Unpack a unit-separator delimited string back into a Statement.

Raises:

Type	Description
`MalformedStatementError`	If `data` has fewer than :data:`UNPACK_MIN_FIELDS` separator-delimited fields. The journal flush loop catches this and logs+skips the row so one bad row can't abort an entire flush.

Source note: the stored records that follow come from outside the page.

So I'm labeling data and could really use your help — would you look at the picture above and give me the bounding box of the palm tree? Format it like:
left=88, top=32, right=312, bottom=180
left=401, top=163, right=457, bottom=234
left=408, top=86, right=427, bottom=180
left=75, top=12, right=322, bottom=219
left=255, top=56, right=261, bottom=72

Source code in ftm_lakehouse/helpers/statements.py

def unpack_statement(data: str) -> Statement:
    """Unpack a unit-separator delimited string back into a Statement.

    Raises:
        MalformedStatementError: If ``data`` has fewer than
            :data:`UNPACK_MIN_FIELDS` separator-delimited fields. The
            journal flush loop catches this and logs+skips the row so
            one bad row can't abort an entire flush.
    """
    parts = data.split(UNIT_SEP)
    if len(parts) < UNPACK_MIN_FIELDS:
        raise MalformedStatementError(
            f"Packed statement has {len(parts)} fields; "
            f"expected at least {UNPACK_MIN_FIELDS}"
        )
    return Statement(
        id=parts[0] or None,
        entity_id=parts[1],  # required
        prop=parts[2],  # required
        schema=parts[3],  # required
        value=parts[4],  # required
        dataset=parts[5],  # required
        lang=parts[6] or None,
        original_value=parts[7] or None,
        external=parts[8] == "1",
        first_seen=parts[9] or None,
        last_seen=parts[10] or None,
        origin=parts[11] or None,
    )